Knobbe Martens BME Distinguished Lecturer Series: Michael Detamore, Ph.D., University of Oklahoma
Founding Director, Professor and Chair
Stephenson School of Biomedical Engineering
Abstract: Our group is interested in new technologies and strategies for osteochondral tissue regeneration. Some of the core tenets of our philosophy for tissue regeneration include the use of raw materials as building blocks, the engineering of continuous gradients, and leveraging osteochondral tissue engineering to enhance cartilage regeneration. The use of scaffolds built exclusively from microspheres provides a means for both raw materials and gradients to be employed in osteochondral tissue engineering. With the use of microspheres, we have shown that a single osteochondral biomaterial implant can be created with a continuous gradient in both material composition and growth factor release, with a seamless transition from one side to the other. A series of in-vivo tests in both the knee and the temporomandibular joint (TMJ, or jaw joint) have yielded promising results for the use of microsphere-based scaffolds. As an alternative strategy, we are pioneering the use of natural cartilage matrix in a paste-like form as a chondroinductive material to fill irregularly shaped cartilage defects. Finally, we have developed a gradient-based design for a biomaterial to treat tracheal stenosis (narrowed airway). Collectively, multiple translational technologies with issued or pending patents will be covered as a means to bring gradients and raw materials from the bench to the bedside.
Bio: Michael Detamore is the founding director, professor and Stephenson Chair #1 of the Stephenson School of Biomedical Engineering at the University of Oklahoma. He earned his bachelor's degree in chemical engineering from the University of Colorado and his doctorate in bioengineering from Rice University with Kyriacos Athanasiou. He spent 12 years at the University of Kansas as a professor in the Department of Chemical & Petroleum Engineering before moving to the University of Oklahoma.

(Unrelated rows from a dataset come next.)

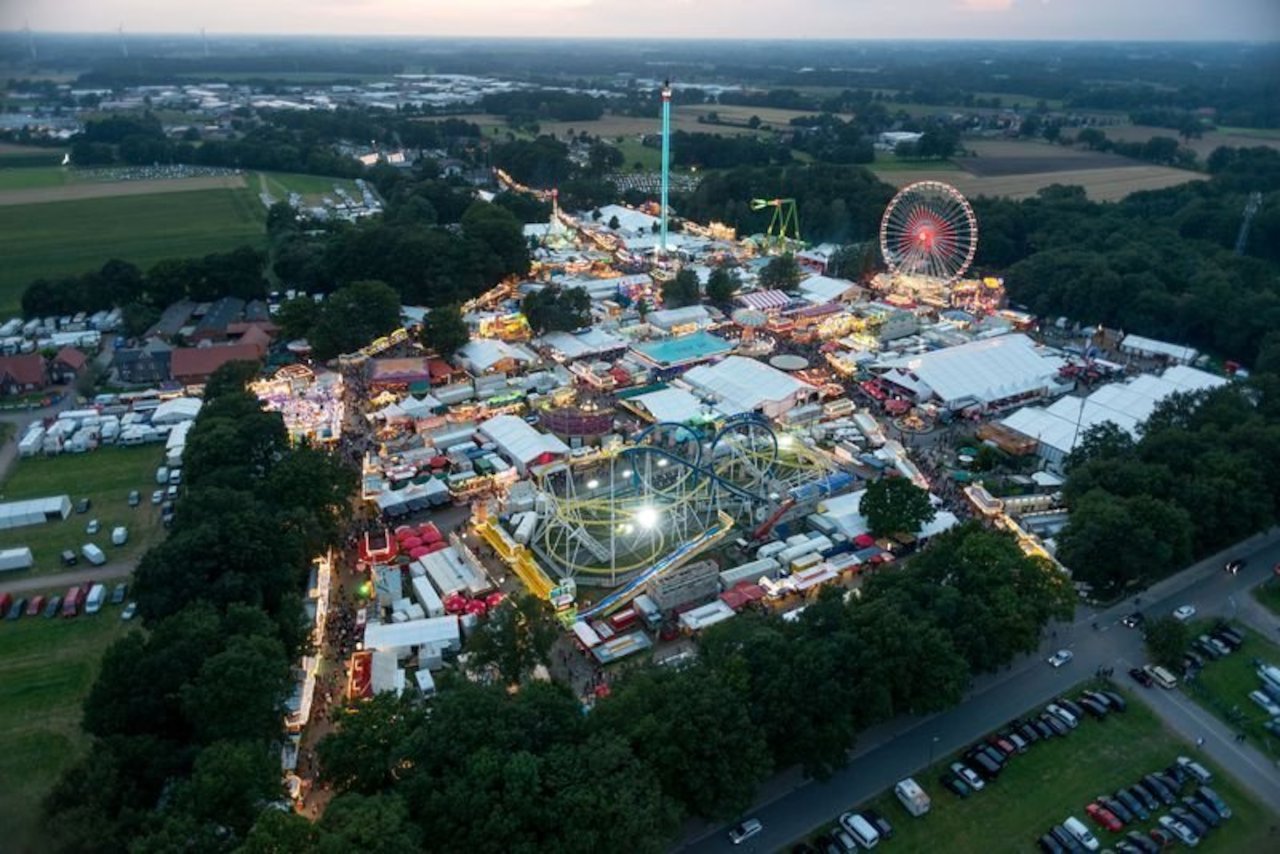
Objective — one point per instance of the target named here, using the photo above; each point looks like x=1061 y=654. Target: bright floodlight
x=647 y=516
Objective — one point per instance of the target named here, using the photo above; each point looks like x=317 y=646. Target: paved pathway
x=790 y=805
x=63 y=580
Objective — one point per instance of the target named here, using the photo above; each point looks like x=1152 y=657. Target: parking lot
x=1043 y=782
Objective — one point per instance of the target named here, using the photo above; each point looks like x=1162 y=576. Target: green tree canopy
x=896 y=506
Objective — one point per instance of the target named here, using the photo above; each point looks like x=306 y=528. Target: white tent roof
x=983 y=370
x=1127 y=405
x=821 y=288
x=672 y=405
x=743 y=384
x=179 y=409
x=520 y=441
x=483 y=354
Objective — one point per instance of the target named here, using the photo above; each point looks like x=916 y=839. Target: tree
x=376 y=823
x=682 y=290
x=1168 y=639
x=782 y=273
x=516 y=638
x=444 y=330
x=355 y=315
x=722 y=284
x=693 y=729
x=297 y=316
x=896 y=506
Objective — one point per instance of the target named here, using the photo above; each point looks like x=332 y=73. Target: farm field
x=1234 y=137
x=105 y=476
x=46 y=670
x=1056 y=779
x=310 y=187
x=64 y=237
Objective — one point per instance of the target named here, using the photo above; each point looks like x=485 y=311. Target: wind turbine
x=31 y=42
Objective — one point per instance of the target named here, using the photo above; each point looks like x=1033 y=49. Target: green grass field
x=1269 y=594
x=46 y=668
x=58 y=238
x=888 y=161
x=105 y=476
x=1056 y=779
x=1224 y=686
x=310 y=187
x=32 y=177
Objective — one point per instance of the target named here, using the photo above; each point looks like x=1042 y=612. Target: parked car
x=1191 y=820
x=1265 y=703
x=1179 y=831
x=880 y=823
x=1093 y=707
x=955 y=785
x=1055 y=724
x=1202 y=811
x=745 y=830
x=1211 y=798
x=1070 y=707
x=968 y=775
x=1141 y=676
x=1133 y=804
x=1063 y=715
x=1147 y=798
x=1104 y=817
x=1116 y=808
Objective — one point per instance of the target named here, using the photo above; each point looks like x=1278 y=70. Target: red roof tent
x=360 y=685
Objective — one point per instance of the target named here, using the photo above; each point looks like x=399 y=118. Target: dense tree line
x=238 y=273
x=1203 y=474
x=186 y=716
x=489 y=768
x=840 y=204
x=1159 y=263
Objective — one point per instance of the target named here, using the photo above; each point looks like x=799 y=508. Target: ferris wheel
x=929 y=229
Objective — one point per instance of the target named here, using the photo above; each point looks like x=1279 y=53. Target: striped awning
x=766 y=300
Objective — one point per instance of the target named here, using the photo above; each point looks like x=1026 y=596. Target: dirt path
x=109 y=188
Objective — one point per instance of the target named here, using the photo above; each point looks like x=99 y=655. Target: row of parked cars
x=984 y=761
x=1188 y=818
x=81 y=598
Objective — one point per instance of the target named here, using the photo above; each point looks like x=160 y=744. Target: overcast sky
x=1102 y=19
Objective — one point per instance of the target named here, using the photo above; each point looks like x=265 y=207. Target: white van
x=860 y=830
x=1077 y=829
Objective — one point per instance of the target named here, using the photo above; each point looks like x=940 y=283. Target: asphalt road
x=790 y=807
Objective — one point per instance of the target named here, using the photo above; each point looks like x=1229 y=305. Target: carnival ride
x=929 y=229
x=625 y=514
x=785 y=223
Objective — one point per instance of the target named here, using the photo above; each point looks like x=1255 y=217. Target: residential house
x=24 y=373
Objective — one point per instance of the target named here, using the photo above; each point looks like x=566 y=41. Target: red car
x=1104 y=817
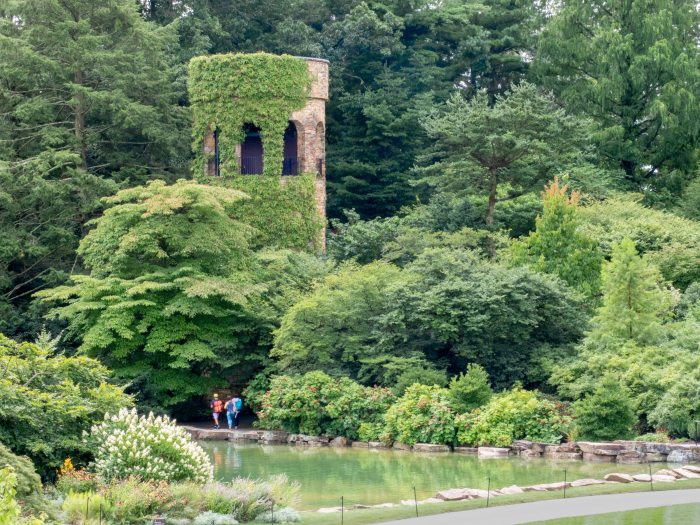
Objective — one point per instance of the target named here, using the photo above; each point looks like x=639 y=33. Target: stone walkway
x=559 y=508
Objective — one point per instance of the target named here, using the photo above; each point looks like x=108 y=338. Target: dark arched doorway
x=251 y=151
x=290 y=165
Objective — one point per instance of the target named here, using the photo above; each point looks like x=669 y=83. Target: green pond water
x=380 y=476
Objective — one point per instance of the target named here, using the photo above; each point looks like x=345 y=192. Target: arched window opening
x=251 y=151
x=290 y=164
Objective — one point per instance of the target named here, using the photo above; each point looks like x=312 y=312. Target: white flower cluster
x=152 y=448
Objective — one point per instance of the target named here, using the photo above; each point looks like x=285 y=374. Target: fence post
x=488 y=492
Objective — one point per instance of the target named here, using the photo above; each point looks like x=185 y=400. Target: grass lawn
x=671 y=515
x=369 y=516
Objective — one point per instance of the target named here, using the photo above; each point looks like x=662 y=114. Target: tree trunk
x=80 y=119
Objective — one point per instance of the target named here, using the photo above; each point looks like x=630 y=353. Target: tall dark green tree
x=89 y=96
x=634 y=67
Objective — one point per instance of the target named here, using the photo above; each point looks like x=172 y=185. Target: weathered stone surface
x=667 y=472
x=655 y=457
x=429 y=447
x=685 y=473
x=559 y=485
x=601 y=449
x=586 y=482
x=662 y=478
x=466 y=450
x=513 y=489
x=460 y=494
x=339 y=442
x=631 y=456
x=565 y=455
x=619 y=478
x=589 y=456
x=493 y=452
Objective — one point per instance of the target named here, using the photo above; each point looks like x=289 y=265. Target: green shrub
x=212 y=518
x=317 y=403
x=152 y=448
x=654 y=437
x=607 y=414
x=283 y=515
x=47 y=400
x=85 y=507
x=470 y=389
x=516 y=414
x=422 y=376
x=421 y=415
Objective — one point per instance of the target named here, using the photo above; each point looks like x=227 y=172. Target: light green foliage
x=634 y=67
x=48 y=399
x=516 y=414
x=212 y=518
x=148 y=447
x=283 y=212
x=557 y=247
x=283 y=515
x=422 y=415
x=168 y=290
x=670 y=242
x=605 y=415
x=634 y=304
x=370 y=322
x=470 y=389
x=501 y=150
x=266 y=90
x=317 y=403
x=84 y=508
x=335 y=327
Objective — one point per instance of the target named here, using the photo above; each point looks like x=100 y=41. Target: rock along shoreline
x=626 y=452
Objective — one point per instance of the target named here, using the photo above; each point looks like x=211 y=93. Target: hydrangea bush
x=152 y=448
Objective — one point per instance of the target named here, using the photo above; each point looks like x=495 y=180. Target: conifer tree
x=633 y=301
x=557 y=247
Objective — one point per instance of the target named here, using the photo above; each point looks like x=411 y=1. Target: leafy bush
x=470 y=389
x=517 y=414
x=607 y=414
x=152 y=448
x=317 y=403
x=85 y=507
x=71 y=479
x=212 y=518
x=421 y=415
x=283 y=515
x=47 y=400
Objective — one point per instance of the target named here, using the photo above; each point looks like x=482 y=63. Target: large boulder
x=631 y=456
x=429 y=447
x=617 y=477
x=493 y=452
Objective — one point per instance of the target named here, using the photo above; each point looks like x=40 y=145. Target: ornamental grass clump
x=148 y=447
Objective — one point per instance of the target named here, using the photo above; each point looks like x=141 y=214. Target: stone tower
x=304 y=140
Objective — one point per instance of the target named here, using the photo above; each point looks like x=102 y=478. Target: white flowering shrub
x=151 y=448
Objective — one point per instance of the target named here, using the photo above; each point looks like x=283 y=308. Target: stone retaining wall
x=612 y=452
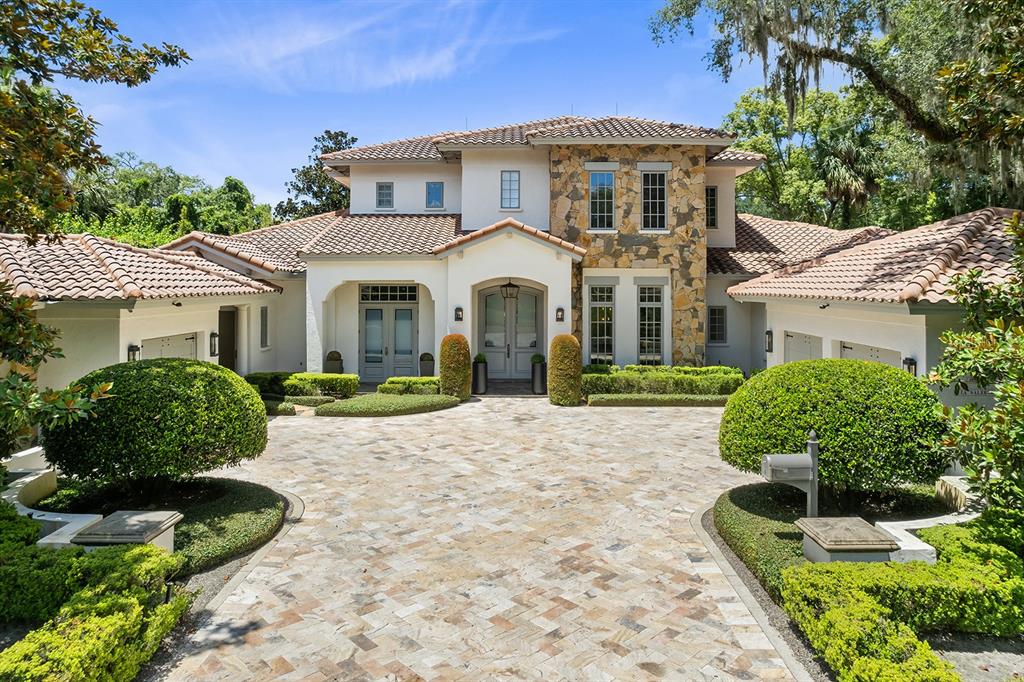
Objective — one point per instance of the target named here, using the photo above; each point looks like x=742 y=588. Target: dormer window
x=435 y=195
x=385 y=195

He is the recipient of the NSF CAREER Award and the Coulter Foundation Translational Research Award, and he was a Fulbright Scholar and visiting professor at NUI Galway in Ireland in 2011. He also is a fellow of the American Institute of Medical and Biological Engineering and the Biomedical Engineering Society, and a recipient of the Iwao Yasuda Award from the Biomedical Engineering Society. His primary research interest is regenerative medicine, including biomaterials and stem cells. Regenerative medicine efforts include nerve regeneration but focus primarily on bone and cartilage regeneration, including the temporomandibular joint (TMJ), knee, cranium and trachea, with a particular focus on translational regenerative medicine. Central research themes include umbilical cord stem cells and gradients in tissue engineering. He has published over 115 papers and has been awarded six U.S. patents. He also has given more than 80 invited lectures around the world, including in the U.S., Italy, Switzerland, Scotland, Ireland, Greece, the Netherlands, Poland, India, the United Arab Emirates and Japan. In addition to his research, he enjoys teaching and has won numerous teaching awards.